Managers at each of Honeywell’s industrial plants were directed in 1978 to determine the cost of complying with the environmental regulations, the lawsuit states, and the company decided to divest any holdings where the cost was found to be “uneconomical.”
The Brunswick site was one such holding, and in 1979 it was purchased by LCP Chemicals and Plastics Corp., the lawsuit alleges. It also claims Honeywell did not disclose the details of environmental contamination to LCP at the time.
Honeywell financed the purchase and was the creditor for LCP, the lawsuit claims, using that leverage to keep the plant in operation and continuing the dumping operation while removing itself from the EPA’s scrutiny. It eventually reacquired the plant to keep it running and defer state and federal environmental cleanup orders
In 1988, LCP and Honeywell “formed a conspiracy … to hide environmental misdeeds and to facilitate the continued operation of the plant for the purpose and with the effect of continuing and aggravating the nuisance that defendant Honeywell had created.”
According to the lawsuit, that conspiracy served to “assist defendant Honeywell’s effort to illegally hide its responsibility for the PCBs dumped at the site by requesting that insolvent LCP claim responsibility for the PCBs, with defendant Honeywell secretly reimbursing LCP for costs, even though LCP had never used PCB’s at the Brunswick plant.
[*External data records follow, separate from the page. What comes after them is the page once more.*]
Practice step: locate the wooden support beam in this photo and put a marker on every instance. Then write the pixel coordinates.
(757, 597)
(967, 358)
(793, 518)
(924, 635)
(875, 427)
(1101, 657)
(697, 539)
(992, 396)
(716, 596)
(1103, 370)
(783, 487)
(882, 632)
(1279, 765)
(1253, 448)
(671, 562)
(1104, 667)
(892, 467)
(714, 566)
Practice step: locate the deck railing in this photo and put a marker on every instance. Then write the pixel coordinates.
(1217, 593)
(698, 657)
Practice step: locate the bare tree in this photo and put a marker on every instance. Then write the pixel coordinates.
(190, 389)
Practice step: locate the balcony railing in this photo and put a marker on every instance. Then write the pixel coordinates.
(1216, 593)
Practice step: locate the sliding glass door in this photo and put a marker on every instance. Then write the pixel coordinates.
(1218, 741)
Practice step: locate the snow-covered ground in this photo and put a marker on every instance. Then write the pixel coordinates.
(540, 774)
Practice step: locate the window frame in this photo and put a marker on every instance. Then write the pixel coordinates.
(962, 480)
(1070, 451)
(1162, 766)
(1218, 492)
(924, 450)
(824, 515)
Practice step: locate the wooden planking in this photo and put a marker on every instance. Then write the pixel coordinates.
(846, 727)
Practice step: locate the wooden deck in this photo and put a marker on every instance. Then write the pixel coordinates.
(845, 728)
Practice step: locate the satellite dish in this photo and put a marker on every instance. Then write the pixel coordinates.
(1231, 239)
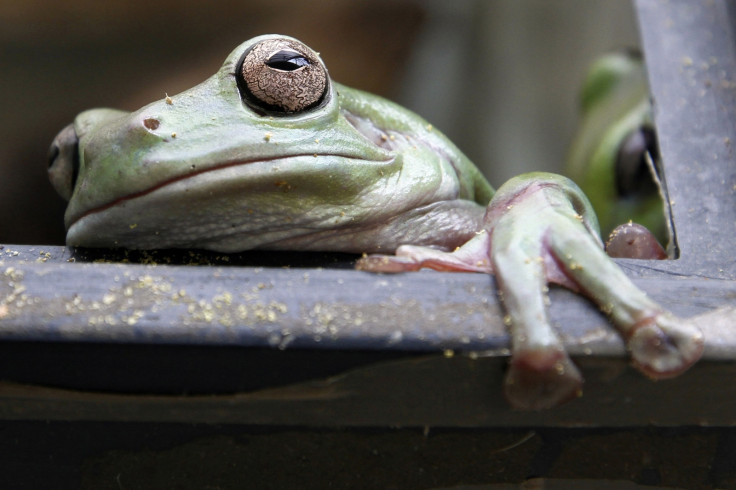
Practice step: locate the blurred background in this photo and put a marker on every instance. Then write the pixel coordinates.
(499, 77)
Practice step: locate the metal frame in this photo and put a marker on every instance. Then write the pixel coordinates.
(332, 347)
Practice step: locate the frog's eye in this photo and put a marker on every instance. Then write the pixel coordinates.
(282, 76)
(633, 175)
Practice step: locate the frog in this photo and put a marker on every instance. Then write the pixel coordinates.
(614, 157)
(271, 153)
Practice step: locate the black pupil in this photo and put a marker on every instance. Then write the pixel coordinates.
(633, 177)
(287, 61)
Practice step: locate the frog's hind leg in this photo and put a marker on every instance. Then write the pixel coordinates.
(661, 344)
(540, 375)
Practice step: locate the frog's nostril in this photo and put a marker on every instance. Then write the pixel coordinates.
(53, 153)
(64, 161)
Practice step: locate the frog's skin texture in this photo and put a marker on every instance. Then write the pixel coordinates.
(270, 153)
(614, 156)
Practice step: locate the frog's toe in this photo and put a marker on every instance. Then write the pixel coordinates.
(663, 346)
(539, 379)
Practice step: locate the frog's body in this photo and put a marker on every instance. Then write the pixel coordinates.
(269, 153)
(614, 155)
(317, 182)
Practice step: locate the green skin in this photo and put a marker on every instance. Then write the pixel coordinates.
(614, 103)
(359, 174)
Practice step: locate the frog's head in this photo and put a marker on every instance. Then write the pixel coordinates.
(267, 150)
(612, 153)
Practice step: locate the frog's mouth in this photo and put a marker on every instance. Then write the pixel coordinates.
(256, 197)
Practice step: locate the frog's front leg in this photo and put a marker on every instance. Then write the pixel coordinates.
(539, 229)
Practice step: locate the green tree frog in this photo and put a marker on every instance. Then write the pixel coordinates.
(270, 153)
(614, 156)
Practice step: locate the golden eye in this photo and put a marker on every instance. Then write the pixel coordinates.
(283, 76)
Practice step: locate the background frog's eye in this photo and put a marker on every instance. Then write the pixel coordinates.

In effect, the two companies wanted to deceive government agencies to hide “illegal, criminal conduct … and to avoid full financial responsibility for (Honeywell’s) misdeeds.”
The federal EPA is in the process of finalizing an environmental remediation plan for the former LCP plant site.
The city claims Georgia Power contributed to local environmental contamination at Plant McManus, a coal power plant that once operated in Brunswick. Emissions from the coal burning process included mercury vapor, the lawsuit alleges.
Neither Honeywell nor Georgia Power had filed a response as of Wednesday.